Last summer, my air conditioning was blowing hot air. I took it to the mechanic where they added refrigerant. It worked. Last week, it was blowing coolish warm air on the driver side and warm air on the passenger side. I took it to the same mechanic where they added refrigerant. Now, it blows very cold air on the driver’s side and cool air on the passenger’s side. I inquired about a leak, but they said that they didn’t see one, but I could take it back in a couple weeks where they could run a dye to determine whether there really is a leak. They also mentioned that I might need to bring it every year to have refrigerant added.
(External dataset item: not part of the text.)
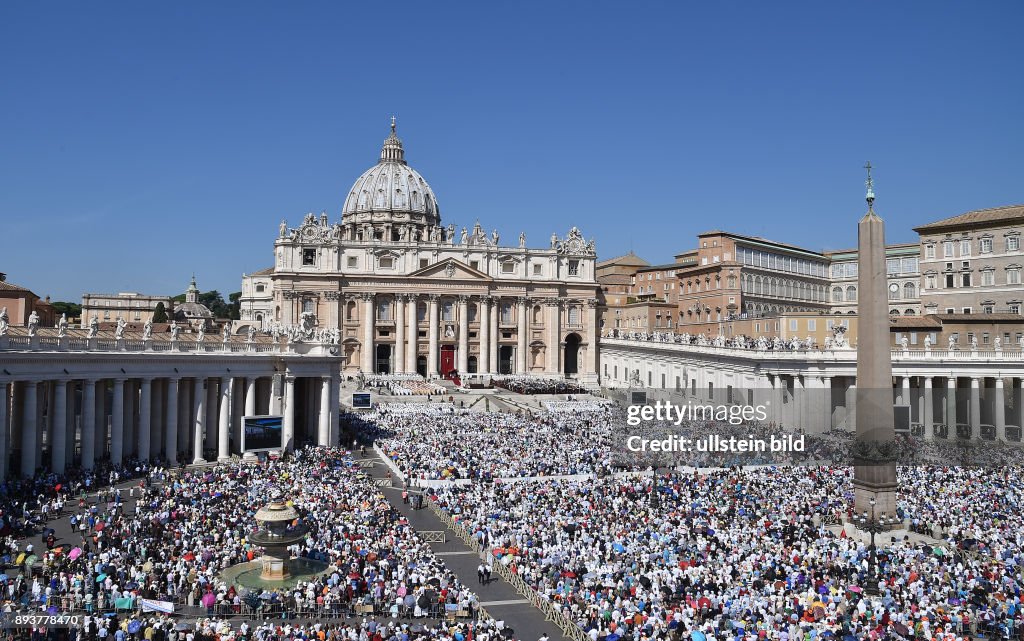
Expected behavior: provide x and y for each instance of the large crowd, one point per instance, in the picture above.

I read a few articles and have concerns that they would just add refrigerant, (especially a second time) without determining the root cause of the problem. I’m also wary that they would suggest bringing it back every year and at a cost of $110, especially when I read that an unrepaired leak could have an adverse impact on other related components. Prior to reading this I was thinking of adding coolant myself every year for closer to $35. I’m also wondering why the driver’s side is blowing colder air than the passenger’s side and whether there could be a larger issue than just a leak.
All feedback is greatly appreciated
You are correct the AC is a sealed system so there has to be a leak somewhere. Given the price to service a BMW air conditioning system I’d go the $35 refresh the refrigerant annually.
Now that it has been fully charged, they can’t add a dye unless they remove the refrigerant they just added. Your best bet might be to wait until next year and make sure that if you get a recharge, that they add the dye at that time.
Sometimes, if you don’t use your AC during the winter, the system will leak. If it is not done automatically, then be sure to turn on the AC in winter anytime you turn on the defrost. That will help the system keep in shape.
But your mechanic should do one very simple test and that is to test the schrader valves in the high and low side ports. This is where he hooks up his gauges when he checks the system pressure and/or add freon. Sometimes these begin to leak after they are disturbed when the gauges are hooked up. Its a simple fix as well.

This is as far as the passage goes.